Lawmakers in the lower house approved the proposal on Tuesday with a vote of 420 to 29, and the motion was passed on to the Senate upper house to gain further approval.
Constitutional amendments in Mexico require two-thirds approval in both chambers of Congress, as well as ratification in a majority of Mexico’s state legislatures.
The proposal is backed by President Andres Manuel Lopez Obrador, who took office late last year.
Under the current law, presidents have an official immunity called fuero. It prevents criminal charges from being brought against them and they can only be prosecuted for treason and “serious crimes of the common order.”
Mexico’s left-wing president, whose MORENA party and its allies control Congress, has made rooting out corruption a signature issue.
The president, who has blamed his pro-West predecessor Enrique Peña Nieto for the country’s failed policies, has promised to increase wages and allocate funding for labor reforms.
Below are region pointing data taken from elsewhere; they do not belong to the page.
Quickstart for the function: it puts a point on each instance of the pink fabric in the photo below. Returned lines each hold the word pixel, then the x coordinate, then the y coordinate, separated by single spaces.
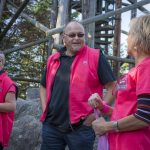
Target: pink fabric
pixel 102 140
pixel 136 82
pixel 83 82
pixel 6 119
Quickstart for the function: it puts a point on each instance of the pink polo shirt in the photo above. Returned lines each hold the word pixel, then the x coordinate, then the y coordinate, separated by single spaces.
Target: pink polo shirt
pixel 136 82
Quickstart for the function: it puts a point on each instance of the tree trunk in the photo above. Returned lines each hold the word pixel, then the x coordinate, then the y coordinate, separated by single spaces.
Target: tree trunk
pixel 88 10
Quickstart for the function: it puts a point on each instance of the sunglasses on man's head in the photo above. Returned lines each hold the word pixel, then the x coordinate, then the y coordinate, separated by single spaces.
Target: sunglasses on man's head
pixel 73 35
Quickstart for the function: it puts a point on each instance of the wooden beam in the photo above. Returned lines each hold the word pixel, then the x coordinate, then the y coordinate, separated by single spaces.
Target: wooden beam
pixel 140 7
pixel 16 15
pixel 31 20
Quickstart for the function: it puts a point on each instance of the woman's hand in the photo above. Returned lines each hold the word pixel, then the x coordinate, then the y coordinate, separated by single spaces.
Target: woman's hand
pixel 99 126
pixel 95 101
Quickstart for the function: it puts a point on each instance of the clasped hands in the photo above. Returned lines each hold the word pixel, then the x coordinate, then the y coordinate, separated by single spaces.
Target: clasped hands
pixel 99 125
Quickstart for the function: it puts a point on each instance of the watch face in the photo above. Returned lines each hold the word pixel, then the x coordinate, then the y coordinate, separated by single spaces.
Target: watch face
pixel 115 126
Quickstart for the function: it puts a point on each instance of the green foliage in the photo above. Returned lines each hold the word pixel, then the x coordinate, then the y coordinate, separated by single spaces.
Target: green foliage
pixel 40 6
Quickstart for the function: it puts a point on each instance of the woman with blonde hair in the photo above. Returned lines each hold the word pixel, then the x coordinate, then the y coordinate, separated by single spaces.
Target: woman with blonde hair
pixel 129 128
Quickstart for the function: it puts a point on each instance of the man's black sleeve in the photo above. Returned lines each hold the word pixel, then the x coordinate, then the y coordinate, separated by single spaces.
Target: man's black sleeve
pixel 104 70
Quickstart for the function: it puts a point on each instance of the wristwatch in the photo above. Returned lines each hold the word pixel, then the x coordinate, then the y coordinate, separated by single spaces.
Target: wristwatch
pixel 115 126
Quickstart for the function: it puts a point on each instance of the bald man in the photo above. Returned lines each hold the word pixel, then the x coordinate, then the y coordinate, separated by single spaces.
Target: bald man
pixel 71 76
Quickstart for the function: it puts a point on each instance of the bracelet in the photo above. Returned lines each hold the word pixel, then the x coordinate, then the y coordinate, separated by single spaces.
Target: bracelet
pixel 105 109
pixel 115 126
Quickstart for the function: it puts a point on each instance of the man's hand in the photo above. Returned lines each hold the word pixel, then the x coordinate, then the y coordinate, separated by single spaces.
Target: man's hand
pixel 95 101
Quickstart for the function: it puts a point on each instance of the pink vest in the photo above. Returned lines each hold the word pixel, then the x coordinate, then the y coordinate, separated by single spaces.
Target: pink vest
pixel 6 119
pixel 84 81
pixel 136 82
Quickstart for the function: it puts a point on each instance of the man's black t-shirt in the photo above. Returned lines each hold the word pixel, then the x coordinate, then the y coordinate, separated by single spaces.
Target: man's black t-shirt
pixel 58 111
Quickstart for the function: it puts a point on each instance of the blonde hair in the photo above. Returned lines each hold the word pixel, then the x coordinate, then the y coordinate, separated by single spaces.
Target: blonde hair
pixel 2 57
pixel 140 31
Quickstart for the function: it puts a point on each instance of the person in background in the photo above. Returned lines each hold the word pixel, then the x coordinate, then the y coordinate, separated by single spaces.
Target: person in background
pixel 72 75
pixel 129 128
pixel 8 94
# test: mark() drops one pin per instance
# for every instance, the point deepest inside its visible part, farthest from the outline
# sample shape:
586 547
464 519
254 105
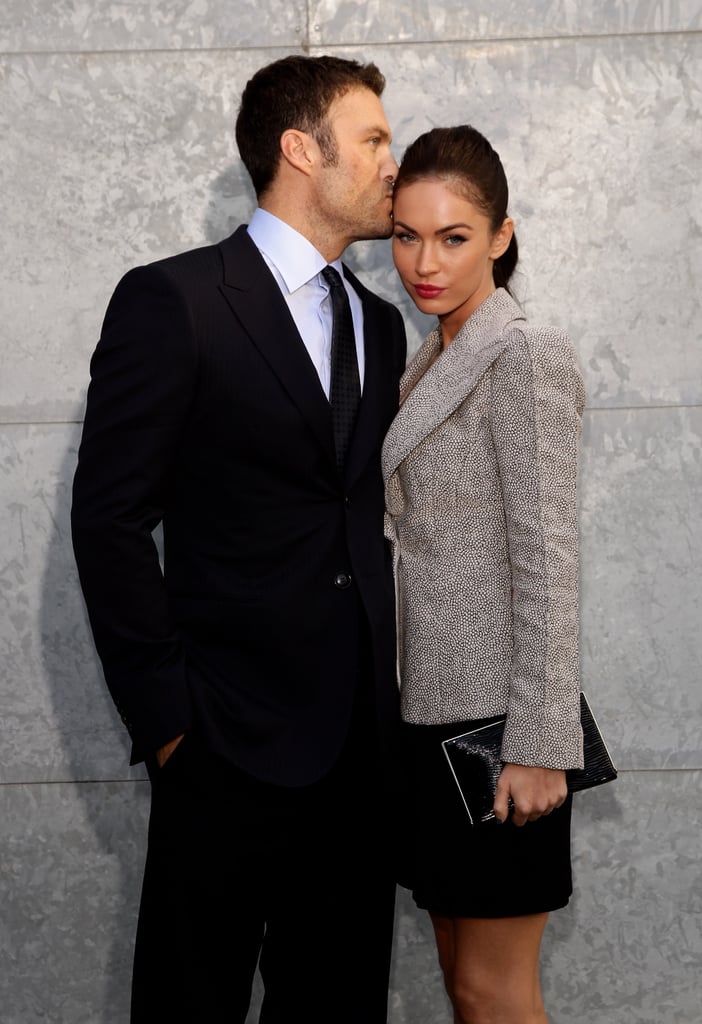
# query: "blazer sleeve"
143 373
536 410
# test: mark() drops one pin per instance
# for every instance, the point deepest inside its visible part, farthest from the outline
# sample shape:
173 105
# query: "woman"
480 466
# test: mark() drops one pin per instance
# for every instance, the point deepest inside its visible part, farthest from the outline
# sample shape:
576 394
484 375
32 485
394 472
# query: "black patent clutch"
475 763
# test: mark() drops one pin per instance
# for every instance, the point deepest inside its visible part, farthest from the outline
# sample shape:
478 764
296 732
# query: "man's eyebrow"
383 132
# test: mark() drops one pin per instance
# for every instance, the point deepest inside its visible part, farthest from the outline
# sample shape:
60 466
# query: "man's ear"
299 150
501 238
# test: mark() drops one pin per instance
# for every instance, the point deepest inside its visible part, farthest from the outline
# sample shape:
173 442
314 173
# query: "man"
256 673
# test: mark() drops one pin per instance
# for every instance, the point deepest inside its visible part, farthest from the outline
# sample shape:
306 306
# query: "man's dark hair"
295 92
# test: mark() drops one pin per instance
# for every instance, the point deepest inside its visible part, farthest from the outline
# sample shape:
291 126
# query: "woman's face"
444 250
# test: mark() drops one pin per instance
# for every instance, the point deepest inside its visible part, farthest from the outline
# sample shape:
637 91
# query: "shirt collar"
294 257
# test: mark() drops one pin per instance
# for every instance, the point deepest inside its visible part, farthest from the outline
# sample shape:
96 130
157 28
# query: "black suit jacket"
206 413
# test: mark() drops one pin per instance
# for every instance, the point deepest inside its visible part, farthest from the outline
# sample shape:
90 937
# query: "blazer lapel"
256 301
433 391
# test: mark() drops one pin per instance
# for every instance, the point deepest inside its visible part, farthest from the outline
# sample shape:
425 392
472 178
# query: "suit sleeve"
537 402
142 379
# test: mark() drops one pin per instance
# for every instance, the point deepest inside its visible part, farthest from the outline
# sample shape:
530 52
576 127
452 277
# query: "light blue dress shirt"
297 267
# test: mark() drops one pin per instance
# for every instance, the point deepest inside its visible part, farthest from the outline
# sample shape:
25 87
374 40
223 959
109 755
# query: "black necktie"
345 391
Lopez Obrador’s quick acceptance of Bolivia’s Evo Morales in the Oct. 20 presidential election put him in the same leftist group along with leaders of Argentina, Venezuela and Cuba.
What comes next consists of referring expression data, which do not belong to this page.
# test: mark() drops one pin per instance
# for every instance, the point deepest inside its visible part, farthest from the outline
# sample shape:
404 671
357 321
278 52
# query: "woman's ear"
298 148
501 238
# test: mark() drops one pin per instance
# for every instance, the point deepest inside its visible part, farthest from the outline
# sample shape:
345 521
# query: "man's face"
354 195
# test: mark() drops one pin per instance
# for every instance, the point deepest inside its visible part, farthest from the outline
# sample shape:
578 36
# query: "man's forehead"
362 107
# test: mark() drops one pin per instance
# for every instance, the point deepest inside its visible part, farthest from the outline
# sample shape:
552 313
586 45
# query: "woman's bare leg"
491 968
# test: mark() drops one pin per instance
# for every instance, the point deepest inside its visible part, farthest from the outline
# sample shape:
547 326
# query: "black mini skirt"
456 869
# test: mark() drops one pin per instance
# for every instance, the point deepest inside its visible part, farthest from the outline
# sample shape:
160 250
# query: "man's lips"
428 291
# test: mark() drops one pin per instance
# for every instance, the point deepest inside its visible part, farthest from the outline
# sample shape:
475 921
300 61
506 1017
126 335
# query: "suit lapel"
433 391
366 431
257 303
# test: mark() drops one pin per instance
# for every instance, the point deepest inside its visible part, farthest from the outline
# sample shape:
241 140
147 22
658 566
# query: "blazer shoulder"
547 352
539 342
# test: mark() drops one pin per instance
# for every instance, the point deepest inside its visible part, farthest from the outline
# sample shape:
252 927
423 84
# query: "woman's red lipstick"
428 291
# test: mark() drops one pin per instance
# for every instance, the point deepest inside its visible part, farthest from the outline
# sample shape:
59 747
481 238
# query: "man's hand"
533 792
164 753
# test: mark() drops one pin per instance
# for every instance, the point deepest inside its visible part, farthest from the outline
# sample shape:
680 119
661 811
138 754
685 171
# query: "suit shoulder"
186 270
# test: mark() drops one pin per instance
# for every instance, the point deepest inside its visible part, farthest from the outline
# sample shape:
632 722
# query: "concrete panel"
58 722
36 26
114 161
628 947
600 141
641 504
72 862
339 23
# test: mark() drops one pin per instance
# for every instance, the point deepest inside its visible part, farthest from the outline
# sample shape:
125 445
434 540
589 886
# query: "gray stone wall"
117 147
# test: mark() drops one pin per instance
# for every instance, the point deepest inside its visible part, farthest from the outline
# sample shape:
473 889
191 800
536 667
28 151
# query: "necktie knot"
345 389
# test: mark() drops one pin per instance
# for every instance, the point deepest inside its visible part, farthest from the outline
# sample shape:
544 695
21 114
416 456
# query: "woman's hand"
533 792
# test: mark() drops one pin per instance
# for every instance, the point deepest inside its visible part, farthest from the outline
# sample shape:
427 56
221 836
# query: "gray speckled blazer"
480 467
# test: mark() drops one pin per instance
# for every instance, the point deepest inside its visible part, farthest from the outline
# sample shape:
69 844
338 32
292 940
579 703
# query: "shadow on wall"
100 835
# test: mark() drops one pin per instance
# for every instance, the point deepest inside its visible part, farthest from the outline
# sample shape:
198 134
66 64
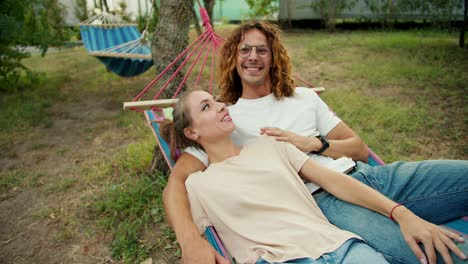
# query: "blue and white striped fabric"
98 38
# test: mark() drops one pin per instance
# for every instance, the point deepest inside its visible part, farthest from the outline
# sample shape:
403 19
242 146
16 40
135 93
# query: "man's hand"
199 251
306 144
416 230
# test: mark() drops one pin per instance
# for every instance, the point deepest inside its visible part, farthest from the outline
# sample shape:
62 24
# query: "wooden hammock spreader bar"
163 103
120 55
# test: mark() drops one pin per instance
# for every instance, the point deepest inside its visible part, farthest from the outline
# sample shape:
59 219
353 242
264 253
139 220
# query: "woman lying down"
256 199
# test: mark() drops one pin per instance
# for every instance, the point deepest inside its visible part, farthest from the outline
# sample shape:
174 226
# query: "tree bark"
170 39
209 5
196 22
461 42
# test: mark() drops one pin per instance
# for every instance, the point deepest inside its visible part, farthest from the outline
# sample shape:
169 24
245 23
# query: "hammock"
208 42
119 46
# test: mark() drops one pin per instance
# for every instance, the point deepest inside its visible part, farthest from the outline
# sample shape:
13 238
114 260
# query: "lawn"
66 140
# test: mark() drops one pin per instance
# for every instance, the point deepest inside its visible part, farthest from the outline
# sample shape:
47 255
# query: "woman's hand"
416 230
306 144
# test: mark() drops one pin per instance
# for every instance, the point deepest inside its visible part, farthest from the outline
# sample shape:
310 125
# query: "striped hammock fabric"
121 47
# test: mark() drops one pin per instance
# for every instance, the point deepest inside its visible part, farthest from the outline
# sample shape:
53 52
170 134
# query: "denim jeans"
353 251
437 191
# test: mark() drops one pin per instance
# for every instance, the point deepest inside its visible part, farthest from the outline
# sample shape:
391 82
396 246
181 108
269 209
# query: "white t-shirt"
303 113
260 207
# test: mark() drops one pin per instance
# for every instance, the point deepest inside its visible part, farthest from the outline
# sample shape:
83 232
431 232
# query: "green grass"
404 93
401 91
132 205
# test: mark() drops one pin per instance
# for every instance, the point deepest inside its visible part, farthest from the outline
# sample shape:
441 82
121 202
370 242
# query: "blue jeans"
353 251
437 191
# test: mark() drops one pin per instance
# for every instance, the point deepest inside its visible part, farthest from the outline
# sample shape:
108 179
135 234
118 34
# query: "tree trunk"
171 38
209 5
196 22
461 43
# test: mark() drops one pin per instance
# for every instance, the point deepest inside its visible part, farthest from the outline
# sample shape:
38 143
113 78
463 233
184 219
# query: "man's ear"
191 134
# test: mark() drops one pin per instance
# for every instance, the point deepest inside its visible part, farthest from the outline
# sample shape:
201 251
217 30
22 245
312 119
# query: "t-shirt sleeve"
326 118
199 154
199 216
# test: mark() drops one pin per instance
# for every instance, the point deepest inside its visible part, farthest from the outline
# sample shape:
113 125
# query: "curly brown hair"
280 71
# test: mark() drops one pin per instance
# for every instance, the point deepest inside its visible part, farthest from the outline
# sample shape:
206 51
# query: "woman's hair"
280 71
173 130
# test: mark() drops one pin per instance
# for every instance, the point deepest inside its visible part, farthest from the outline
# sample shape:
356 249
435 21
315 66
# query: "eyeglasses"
245 49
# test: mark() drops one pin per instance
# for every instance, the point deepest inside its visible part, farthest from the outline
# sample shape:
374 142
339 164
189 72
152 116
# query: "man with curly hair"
255 77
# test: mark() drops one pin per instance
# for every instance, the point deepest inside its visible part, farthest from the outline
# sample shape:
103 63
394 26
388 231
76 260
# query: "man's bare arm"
343 142
194 248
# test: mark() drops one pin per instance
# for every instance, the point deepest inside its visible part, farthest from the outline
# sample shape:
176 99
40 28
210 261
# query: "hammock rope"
207 43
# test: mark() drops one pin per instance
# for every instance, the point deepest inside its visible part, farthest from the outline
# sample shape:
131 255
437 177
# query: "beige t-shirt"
260 206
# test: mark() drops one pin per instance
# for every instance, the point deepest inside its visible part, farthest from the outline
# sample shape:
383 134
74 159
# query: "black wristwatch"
325 145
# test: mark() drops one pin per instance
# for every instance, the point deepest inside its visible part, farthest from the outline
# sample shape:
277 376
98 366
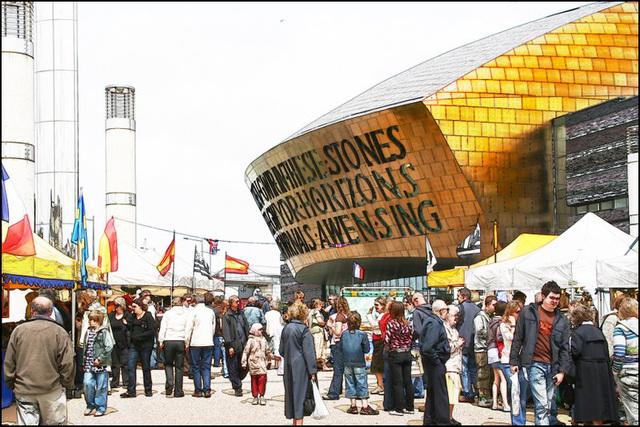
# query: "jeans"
437 407
119 362
225 370
469 374
400 364
95 390
173 361
335 389
201 362
525 393
144 354
543 391
236 373
388 401
258 385
154 360
217 351
355 382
The rise to power of leftist presidents in Latin America has created another political headache for the Trump administration, which had tried to forge a strong regional alliance of like-minded leaders to advance its Latin American agenda of squeezing leftist governments and stopping China’s expansion into the region.
The results mark a shift leftward for the South America region, leaving pro-West conservatives in Chile, Colombia and Brazil more isolated.